BACKGROUND: Xenon (Xe) induces preconditioning (PC) of the rat heart in vivo via activation of p38 mitogen-activated protein kinase (MAPK). The role of ERK 1/2 and JNK 1/2 and 3 in Xe-PC has yet not been determined. METHODS: For infarct size measurements, anaesthetized rats were subjected to 25 min of coronary artery occlusion followed by 120 min of reperfusion. Animals received Xe 70% during three 5 min periods with and without the ERK inhibitor PD 98059 (1 mg kg(-1), PD) or the JNK inhibitor SP 600125 (6 mg kg(-1), SP) (n=10 per group). Additional hearts were excised for western blot and kinase activity assay: without further treatment, after the first, the second and the third period of Xe-PC or at the end of the last washout phase (n=4 each). RESULTS: Infarct size (% of area at risk) was reduced from 46.2 (8.1)% to 28.4 (11.3)% after Xe-PC (P<0.01). PD completely abolished this effect [49.7 (11.4)%, P<0.01 vs Xe-PC]. The ratio of particulate/cytosolic phospho ERK 1/2 was time dependently increased during the PC protocol [ERK 1: 15 min: 2.4 (1.2), 25 min: 1.5 (0.3), 35 min: 1.6 (0.7), 45 min: 1.5 (0.5) vs Con 1.0 (0.5) and ERK 2: 15 min: 3.3 (1.8), 25 min: 2.0 (1.5), 35 min: 1.8 (1.7), 45 min: 0.9 (0.6) vs Con 0.8 (0.4)]. This finding was confirmed by a non-radioactive MAPK activity assay. In contrast SP had no effect on Xe-PC and the phosphorylation state of JNK was not influenced by Xe-PC. CONCLUSION: Besides the p38 MAPK, ERK 1/2 also is a mediator of Xe-PC. However, JNK is not involved, demonstrating a highly specific regulation of different kinases during Xe-PC.

Role of protein kinase C-epsilon (PKCepsilon) in isoflurane-induced cardioprotection.

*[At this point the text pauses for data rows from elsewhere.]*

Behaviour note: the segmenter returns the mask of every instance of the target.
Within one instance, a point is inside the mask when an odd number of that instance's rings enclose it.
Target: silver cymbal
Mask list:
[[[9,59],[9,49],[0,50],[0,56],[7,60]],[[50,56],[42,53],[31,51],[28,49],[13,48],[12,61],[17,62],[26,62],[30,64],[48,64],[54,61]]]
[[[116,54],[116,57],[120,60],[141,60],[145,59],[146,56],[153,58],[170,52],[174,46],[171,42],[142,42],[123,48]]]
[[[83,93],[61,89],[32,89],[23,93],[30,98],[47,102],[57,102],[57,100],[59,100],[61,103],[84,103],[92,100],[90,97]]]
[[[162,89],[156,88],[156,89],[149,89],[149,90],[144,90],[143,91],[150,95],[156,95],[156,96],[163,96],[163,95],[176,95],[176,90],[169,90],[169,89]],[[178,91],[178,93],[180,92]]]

BACKGROUND: Volatile anaesthetics precondition the heart against infarction, an effect partly mediated by activation of the epsilon isoform of protein kinase C (PKCepsilon). We investigated whether cardioprotection by activation of PKCepsilon depends on the isoflurane concentration. METHODS: Anaesthetized rats underwent 25 min of coronary artery occlusion followed by 120 min of reperfusion and were randomly assigned to the following groups (n=10 in each group): isoflurane preconditioning induced by 15 min administration of 0.4 minimal alveolar concentration (MAC) (0.4MAC), 1 MAC (1MAC) or 1.75 MAC (1.75MAC) followed by 10 min washout before ischaemia. Each protocol was repeated in the presence of the PKC inhibitor staurosporine (10 microg kg(-1)): 0.4MAC+S, 1MAC+S and 1.75MAC+S. Controls were untreated (CON) and additional hearts received staurosporine without isoflurane (S). In a second set of experiments (n=6 in each group) hearts were excised before the infarct inducing ischaemia, and phosphorylation and translocation of PKCepsilon were determined by western blot analysis. RESULTS: Isoflurane reduced infarct size from a mean of 61(SEM 2)% of the area at risk in controls to 20(1)% (0.4MAC), 26(3)% (1MAC) and 30(1)% (1.75MAC) (all P<0.01 vs CON or S). This protection was partially reversed by administration of staurosporine in the 0.4MAC+S group (30[2]%; P<0.05 vs 0.4MAC) group, but not after administration of 1 MAC or 1.75 MAC isoflurane (26[2]% and 31[2]%, respectively). Thus 0.4MAC increased PKCepsilon phosphorylation, and this effect was blocked by staurosporine. Higher concentrations of isoflurane did not change PKCepsilon phosphorylation. PKCepsilon was translocated to the membrane fraction after administration of 0.4 MAC isoflurane, but not after 1.0 or 1.75 MAC. CONCLUSIONS: Although isoflurane preconditioning resulted in a reduction in infarct size at all concentrations used, the protection was mediated by phosphorylation and translocation of PKCepsilon only at 0.4 MAC.